# Spot



## togman (Oct 12, 2003)

Have anyone seen any SPOT this week since the storm has passed like there was last week? Or did the storm force them to move on?


----------



## earl of DC (Jul 7, 2007)

togman said:


> Have anyone seen any SPOT this week since the storm has passed like there was last week? Or did the storm force them to move on?

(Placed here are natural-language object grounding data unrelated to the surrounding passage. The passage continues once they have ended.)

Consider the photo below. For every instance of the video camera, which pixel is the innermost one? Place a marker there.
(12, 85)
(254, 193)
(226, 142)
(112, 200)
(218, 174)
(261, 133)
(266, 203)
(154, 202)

you r late. the storm did nothin but bring the JUMBOS even closer to the tidewater area.


----------



## togman (Oct 12, 2003)

Looks like the Spot moved on by the reports I have read.


----------



## BigJeff823 (Oct 14, 2002)

I dont know,:fishing:but with the presence of Stingrays;and the spot being caught around my way.They will be arround for a good while.


----------



## rattler (Jul 3, 2004)

still up river but getting closer. They ain't gone yet.


----------



## Advisor (Jan 12, 2003)

rattler said:


> still up river but getting closer. They ain't gone yet.


Rat, You couldn't catch a spot if you had measles


----------



## lil red jeep (Aug 17, 2007)

Advisor said:


> Rat, You couldn't catch a spot if you had measles


Now that's funny right there!


----------



## rattler (Jul 3, 2004)

Advisor said:


> Rat, You couldn't catch a spot if you had measles


As if you would know. 


lil red jeep said:


> Now that's funny right there!


Not funny, I think its personal. Dang, advisor, you mad at me?


----------



## Fishman (Apr 23, 2000)

rattler said:


> Not funny, I think its personal. Dang, advisor, you mad at me?


No I'd just say he was harassing you LOL


----------



## Advisor (Jan 12, 2003)

Rat, You're easy to pick on, but I love ya sweety.


----------



## togman (Oct 12, 2003)

*Yellow Bellies*

So, any Yellow Bellies on the move yet?


----------



## Fishman (Apr 23, 2000)

togman said:


> So, any Yellow Bellies on the move yet?


There are some yellow bellies but they are small.


----------



## Dixie719 (May 12, 2003)

Forecast stays like it is and I would bet you will see some this weekend!


----------



## AbuMike (Sep 3, 2007)

Sure wish they would show. I need some vac packed heads in a few weeks...


----------